Massive, abstract numbers such as these defy comprehension. It’s far easier to grasp their personal impact: The share of the enormous total debt figure for each American household is $120,125. That’s up $164 from Tuesday. It’s up $15,445 from last year. It will keep going up until something is done to stop the runaway spending by Congress and the Obama administration.
Most observers would look at this evidence and agree that we have run out of money, but a handful stubbornly refuse to acknowledge the obvious. The latter insist that, somehow, spending more of the public’s money will solve the economic woes brought about in large measure from out-of-control personal and public spending. Such are the people who hold the levers of power in Washington.
So long as they continue to tax away capital for spending on an unproductive government sector, our economy will continue its downward spiral. History is filled with examples of administrations that failed to heed the warning signs and pushed spending beyond the limits.

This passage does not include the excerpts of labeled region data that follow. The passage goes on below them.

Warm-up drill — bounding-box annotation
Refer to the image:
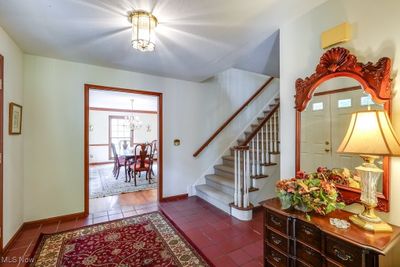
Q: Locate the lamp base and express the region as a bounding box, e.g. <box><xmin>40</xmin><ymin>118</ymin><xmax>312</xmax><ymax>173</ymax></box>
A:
<box><xmin>349</xmin><ymin>215</ymin><xmax>393</xmax><ymax>232</ymax></box>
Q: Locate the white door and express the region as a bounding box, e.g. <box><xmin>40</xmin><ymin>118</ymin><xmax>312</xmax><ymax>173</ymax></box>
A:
<box><xmin>300</xmin><ymin>95</ymin><xmax>332</xmax><ymax>172</ymax></box>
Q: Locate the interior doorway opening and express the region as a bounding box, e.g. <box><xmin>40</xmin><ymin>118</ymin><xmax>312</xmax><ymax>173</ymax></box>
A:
<box><xmin>85</xmin><ymin>85</ymin><xmax>162</xmax><ymax>214</ymax></box>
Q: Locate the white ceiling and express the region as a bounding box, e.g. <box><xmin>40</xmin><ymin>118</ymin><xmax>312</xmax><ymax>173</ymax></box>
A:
<box><xmin>89</xmin><ymin>89</ymin><xmax>158</xmax><ymax>111</ymax></box>
<box><xmin>0</xmin><ymin>0</ymin><xmax>326</xmax><ymax>81</ymax></box>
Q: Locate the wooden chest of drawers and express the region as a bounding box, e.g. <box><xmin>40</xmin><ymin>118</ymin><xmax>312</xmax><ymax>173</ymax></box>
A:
<box><xmin>263</xmin><ymin>198</ymin><xmax>400</xmax><ymax>267</ymax></box>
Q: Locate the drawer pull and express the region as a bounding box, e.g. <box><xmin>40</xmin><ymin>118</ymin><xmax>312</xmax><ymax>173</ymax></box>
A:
<box><xmin>304</xmin><ymin>227</ymin><xmax>313</xmax><ymax>235</ymax></box>
<box><xmin>271</xmin><ymin>251</ymin><xmax>282</xmax><ymax>263</ymax></box>
<box><xmin>304</xmin><ymin>249</ymin><xmax>314</xmax><ymax>256</ymax></box>
<box><xmin>333</xmin><ymin>247</ymin><xmax>353</xmax><ymax>261</ymax></box>
<box><xmin>271</xmin><ymin>215</ymin><xmax>281</xmax><ymax>226</ymax></box>
<box><xmin>271</xmin><ymin>236</ymin><xmax>282</xmax><ymax>245</ymax></box>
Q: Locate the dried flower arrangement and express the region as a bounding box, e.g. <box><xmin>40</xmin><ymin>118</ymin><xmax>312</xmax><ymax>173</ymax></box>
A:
<box><xmin>276</xmin><ymin>167</ymin><xmax>345</xmax><ymax>222</ymax></box>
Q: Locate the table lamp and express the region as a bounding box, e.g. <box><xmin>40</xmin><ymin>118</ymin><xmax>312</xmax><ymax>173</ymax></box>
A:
<box><xmin>337</xmin><ymin>110</ymin><xmax>400</xmax><ymax>232</ymax></box>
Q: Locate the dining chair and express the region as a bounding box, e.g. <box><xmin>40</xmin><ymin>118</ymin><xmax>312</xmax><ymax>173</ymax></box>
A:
<box><xmin>111</xmin><ymin>143</ymin><xmax>125</xmax><ymax>179</ymax></box>
<box><xmin>150</xmin><ymin>140</ymin><xmax>157</xmax><ymax>175</ymax></box>
<box><xmin>129</xmin><ymin>144</ymin><xmax>152</xmax><ymax>186</ymax></box>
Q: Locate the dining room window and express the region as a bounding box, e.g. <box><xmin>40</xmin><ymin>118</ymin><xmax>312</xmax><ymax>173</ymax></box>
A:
<box><xmin>109</xmin><ymin>116</ymin><xmax>133</xmax><ymax>159</ymax></box>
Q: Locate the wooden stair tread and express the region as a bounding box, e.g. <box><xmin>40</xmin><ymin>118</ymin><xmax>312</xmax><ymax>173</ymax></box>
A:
<box><xmin>205</xmin><ymin>174</ymin><xmax>235</xmax><ymax>189</ymax></box>
<box><xmin>196</xmin><ymin>184</ymin><xmax>233</xmax><ymax>205</ymax></box>
<box><xmin>250</xmin><ymin>174</ymin><xmax>269</xmax><ymax>179</ymax></box>
<box><xmin>261</xmin><ymin>162</ymin><xmax>278</xmax><ymax>166</ymax></box>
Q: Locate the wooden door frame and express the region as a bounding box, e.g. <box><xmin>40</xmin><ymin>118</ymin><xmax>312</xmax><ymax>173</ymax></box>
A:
<box><xmin>84</xmin><ymin>84</ymin><xmax>164</xmax><ymax>215</ymax></box>
<box><xmin>0</xmin><ymin>55</ymin><xmax>4</xmax><ymax>255</ymax></box>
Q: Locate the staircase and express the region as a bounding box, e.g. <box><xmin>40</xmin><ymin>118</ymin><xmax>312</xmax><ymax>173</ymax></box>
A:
<box><xmin>195</xmin><ymin>98</ymin><xmax>279</xmax><ymax>220</ymax></box>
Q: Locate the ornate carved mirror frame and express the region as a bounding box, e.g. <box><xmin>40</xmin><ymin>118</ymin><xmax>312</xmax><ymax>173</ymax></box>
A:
<box><xmin>295</xmin><ymin>47</ymin><xmax>392</xmax><ymax>212</ymax></box>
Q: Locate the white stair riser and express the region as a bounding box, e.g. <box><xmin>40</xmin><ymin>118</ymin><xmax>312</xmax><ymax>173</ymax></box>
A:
<box><xmin>206</xmin><ymin>177</ymin><xmax>235</xmax><ymax>196</ymax></box>
<box><xmin>214</xmin><ymin>168</ymin><xmax>234</xmax><ymax>179</ymax></box>
<box><xmin>222</xmin><ymin>159</ymin><xmax>235</xmax><ymax>167</ymax></box>
<box><xmin>196</xmin><ymin>190</ymin><xmax>231</xmax><ymax>214</ymax></box>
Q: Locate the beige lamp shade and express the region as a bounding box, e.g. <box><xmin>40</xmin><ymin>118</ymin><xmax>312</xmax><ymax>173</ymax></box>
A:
<box><xmin>337</xmin><ymin>110</ymin><xmax>400</xmax><ymax>156</ymax></box>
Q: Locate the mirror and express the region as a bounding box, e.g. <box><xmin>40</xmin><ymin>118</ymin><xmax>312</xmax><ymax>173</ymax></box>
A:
<box><xmin>295</xmin><ymin>47</ymin><xmax>392</xmax><ymax>211</ymax></box>
<box><xmin>300</xmin><ymin>77</ymin><xmax>384</xmax><ymax>193</ymax></box>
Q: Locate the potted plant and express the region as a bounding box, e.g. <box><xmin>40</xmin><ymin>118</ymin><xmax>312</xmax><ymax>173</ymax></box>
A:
<box><xmin>276</xmin><ymin>167</ymin><xmax>345</xmax><ymax>219</ymax></box>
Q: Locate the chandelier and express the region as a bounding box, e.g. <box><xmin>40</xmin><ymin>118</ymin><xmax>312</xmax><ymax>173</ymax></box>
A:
<box><xmin>128</xmin><ymin>10</ymin><xmax>158</xmax><ymax>52</ymax></box>
<box><xmin>125</xmin><ymin>99</ymin><xmax>143</xmax><ymax>131</ymax></box>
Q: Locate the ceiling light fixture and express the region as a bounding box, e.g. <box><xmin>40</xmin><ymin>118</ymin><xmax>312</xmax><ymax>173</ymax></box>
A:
<box><xmin>128</xmin><ymin>10</ymin><xmax>158</xmax><ymax>52</ymax></box>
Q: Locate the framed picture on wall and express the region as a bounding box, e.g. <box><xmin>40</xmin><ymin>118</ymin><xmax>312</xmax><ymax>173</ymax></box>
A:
<box><xmin>8</xmin><ymin>102</ymin><xmax>22</xmax><ymax>134</ymax></box>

Ancient Rome’s Emperor Nero, for example, constructed a Golden House so large that contemporary historians described its gilded columns stretching for a mile. Within a few years of taking power, his extravagance had exhausted the treasury of the world’s greatest empire. To keep his stimulus program running – which involved burning and rebuilding Rome itself – Nero turned to property confiscation and debasement of the monetary system. Modern analysis of the empire’s coins show that Nero was the first emperor to secretly mix copper into the money supply, reducing its silver content by as much as 20 percent.
Today’s property confiscation disguises itself in the form of taxes and fees that must increase as the government looks to seize that additional $120,125. As in Rome, the Treasury’s printing of more and more currency of less and less intrinsic worth will inevitably lead to inflation of the sort not seen since the 1970s.
The current debt, however, is the least of our problems. According to the Social Security and Medicare trustees, Social Security has made $17.5 trillion in future promises that it has no money to fulfill. Add to this amount Medicare’s unfunded liabilities of $89.3 trillion, and the grand total is $106.8 trillion. That means each household’s share of current and future debt is a staggering $1.1 million.
This trajectory is obviously unsustainable, and there are alternatives. Instead of creating new entitlements like health care, existing programs must be scaled back and reformed from the ground up. The expense of the federal government must be dramatically slashed so that its books can be brought back into balance. To start, the greatest discretionary savings would come from repealing the civil service protections that serve the unions more than they do the taxpayers. Eliminating the guarantee of a lifetime job would force increased productivity with a slimmed down, less costly work force. Nonessential departments, agencies and programs must also be shuttered.
Such adjustments, though painful, have already taken place across the private sector during the current economic downturn. Why should bureaucrats be immune? To do any less would be to fiddle while America’s debt mounts and your share of it grows.